Imaginary Girls, a Twilight Zone-esque “what if?”

By Elizabeth C. Bunce

Borg.com readers, you mostly know me as the TV critic here at the ol’ genre stronghold, but you might have noticed that in my spare time, I’m also an author of novels for young adults.  I don’t normally talk about my reading here on borg.com, but I’ve just finished a critically acclaimed new YA novel–and y’all are really the only folks I can talk to sensibly about it.  But I can’t do it without spoilers, so let’s just come clean straight away.  I honestly don’t know what this is going to do to your experience of reading the book, so proceed at your own risk.

Nova Ren Suma’s gripping new YA novel Imaginary Girls doesn’t start off as science fiction or paranormal, but it slowly, ever so slowly (or, at least, as slowly as a book you devour pretty much in one sitting can do) pulls you over the edge, getting creepier and creepier, until *BAM!* Something You Can’t Explain hits you smack in the face.

And things just get weirder from there.

Sound like your kind of book?  Yeah.  So stop reading RIGHT NOW if you don’t want the spoilers.  You’ve been warned.

Imaginary Girls is a story about sisters, and a bond stronger than reason, stronger than logic, stronger than the laws of physics, and, apparently, stronger than death.  Ruby and her younger sister Chloe are all each other has, growing up together in a small upstate New York town on the banks of a giant reservoir.  There are ghosts in that reservoir, ghosts of the whole towns flooded when the dams were built (an idea also explored brilliantly by suspense master Stuart Woods in his 1987 novel Under the Lake).
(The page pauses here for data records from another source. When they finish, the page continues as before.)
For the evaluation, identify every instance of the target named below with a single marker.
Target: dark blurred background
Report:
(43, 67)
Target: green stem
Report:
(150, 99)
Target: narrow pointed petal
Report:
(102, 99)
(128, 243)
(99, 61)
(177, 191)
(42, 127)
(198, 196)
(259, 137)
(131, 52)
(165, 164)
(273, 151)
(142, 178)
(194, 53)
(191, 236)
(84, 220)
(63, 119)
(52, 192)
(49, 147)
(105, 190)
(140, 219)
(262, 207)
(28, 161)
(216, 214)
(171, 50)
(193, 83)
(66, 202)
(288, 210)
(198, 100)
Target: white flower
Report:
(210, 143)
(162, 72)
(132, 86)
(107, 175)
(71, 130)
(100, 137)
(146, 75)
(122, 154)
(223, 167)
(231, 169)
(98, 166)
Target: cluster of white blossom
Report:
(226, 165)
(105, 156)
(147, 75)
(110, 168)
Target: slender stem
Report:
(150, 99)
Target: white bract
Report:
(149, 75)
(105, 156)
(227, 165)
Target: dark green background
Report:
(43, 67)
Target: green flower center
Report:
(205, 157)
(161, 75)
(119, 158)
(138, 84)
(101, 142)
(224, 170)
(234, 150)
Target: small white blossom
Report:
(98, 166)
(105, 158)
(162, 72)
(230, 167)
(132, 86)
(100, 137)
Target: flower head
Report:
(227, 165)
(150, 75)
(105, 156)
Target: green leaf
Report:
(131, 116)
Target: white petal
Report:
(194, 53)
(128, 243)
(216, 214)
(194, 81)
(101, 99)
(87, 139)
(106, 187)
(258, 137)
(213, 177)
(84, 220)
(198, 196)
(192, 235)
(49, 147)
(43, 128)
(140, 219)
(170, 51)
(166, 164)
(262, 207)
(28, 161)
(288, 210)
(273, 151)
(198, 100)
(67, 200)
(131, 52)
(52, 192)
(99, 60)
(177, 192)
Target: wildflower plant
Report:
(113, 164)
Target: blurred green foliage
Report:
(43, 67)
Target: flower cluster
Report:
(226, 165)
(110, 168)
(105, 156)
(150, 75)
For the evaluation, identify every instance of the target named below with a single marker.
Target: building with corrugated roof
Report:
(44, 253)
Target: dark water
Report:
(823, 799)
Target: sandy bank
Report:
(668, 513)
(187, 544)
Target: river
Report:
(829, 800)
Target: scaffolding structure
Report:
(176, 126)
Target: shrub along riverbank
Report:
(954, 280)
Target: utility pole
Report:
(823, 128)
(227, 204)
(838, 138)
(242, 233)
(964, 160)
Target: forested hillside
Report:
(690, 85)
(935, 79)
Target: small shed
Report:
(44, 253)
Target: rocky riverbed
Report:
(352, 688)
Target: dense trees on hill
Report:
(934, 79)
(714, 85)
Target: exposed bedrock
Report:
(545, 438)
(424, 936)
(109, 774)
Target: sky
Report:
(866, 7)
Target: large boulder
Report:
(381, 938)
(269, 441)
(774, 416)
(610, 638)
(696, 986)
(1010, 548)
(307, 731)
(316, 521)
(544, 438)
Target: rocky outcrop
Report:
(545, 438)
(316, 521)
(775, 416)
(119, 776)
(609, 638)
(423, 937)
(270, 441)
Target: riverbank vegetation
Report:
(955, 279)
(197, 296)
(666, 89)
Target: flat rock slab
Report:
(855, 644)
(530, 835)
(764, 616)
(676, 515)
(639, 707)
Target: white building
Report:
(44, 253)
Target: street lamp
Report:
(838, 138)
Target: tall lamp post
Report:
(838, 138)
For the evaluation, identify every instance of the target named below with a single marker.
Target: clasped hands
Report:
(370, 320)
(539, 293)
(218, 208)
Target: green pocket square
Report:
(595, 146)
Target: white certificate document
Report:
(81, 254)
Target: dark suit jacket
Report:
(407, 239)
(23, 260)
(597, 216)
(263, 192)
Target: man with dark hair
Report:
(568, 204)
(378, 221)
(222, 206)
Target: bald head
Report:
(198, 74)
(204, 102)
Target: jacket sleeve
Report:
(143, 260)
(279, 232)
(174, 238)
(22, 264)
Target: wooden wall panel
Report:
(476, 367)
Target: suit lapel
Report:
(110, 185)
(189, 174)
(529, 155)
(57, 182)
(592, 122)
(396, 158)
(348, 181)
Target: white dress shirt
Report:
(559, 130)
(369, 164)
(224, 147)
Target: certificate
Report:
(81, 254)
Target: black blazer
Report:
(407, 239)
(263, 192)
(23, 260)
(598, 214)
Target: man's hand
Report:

And ghosts of the summer Chloe was fourteen, when a night on the lake with Ruby’s friends ends in tragedy, the death of Chloe’s classmate London.  Chloe is sent to live with her father in Pennsylvania, but Ruby will do anything to get her sister back, make things just like they were before. Literally anything.

What if the little boy (Billy Mumy) from the classic Twilight Zone episode “It’s A Good Life” grew up, still with the whole town wrapped around his twisted little finger?  What if his powers over reality and life and death grew along with him?  What if there was someone–anyone–in his life he really, truly loved? Like… maybe a little sister?

These are the questions Nova Ren Suma explores (even if she wasn’t aware she was doing it) in Imaginary Girls.  She takes a character like little Anthony Fremont, and spins out the probable trajectory of such a being’s adolescence and young adulthood.  Just like in the Twilight Zone episode (and the undeniably sci-fi 1953 original story by Jerome Bixby, in which “Anthony” is not an adorable Billy Mumy, and the cornfield he wishes his enemies into is a much darker, scarier place), there is horror here, and it seeps in gradually, as the reader–and, ultimately, first person narrator Chloe–begins to understand what Ruby is, what she can do.  What she’s been doing, all her life.  What she did, the summer London died.  And every moment since.

But there’s also pathos, in Chloe’s impassioned and increasingly desperate defense of her beloved sister.  And I think this is where Imaginary Girls becomes so interesting.  Suma doesn’t just give us the premise and the horror of the omnipotent manipulator–she gives us the rest of the story, the pain and the consequences, and the wreckage left behind, when everyone is still trying to figure out what’s happened to them.

This isn’t a comfortable book, by any means, but it’s an un-put-down-able page-turner.  And I’m not alone; Imaginary Girls has scooped up starred reviews and awards buzz all fall.  Watch for it to hit shortlists and Year’s Best roundups soon.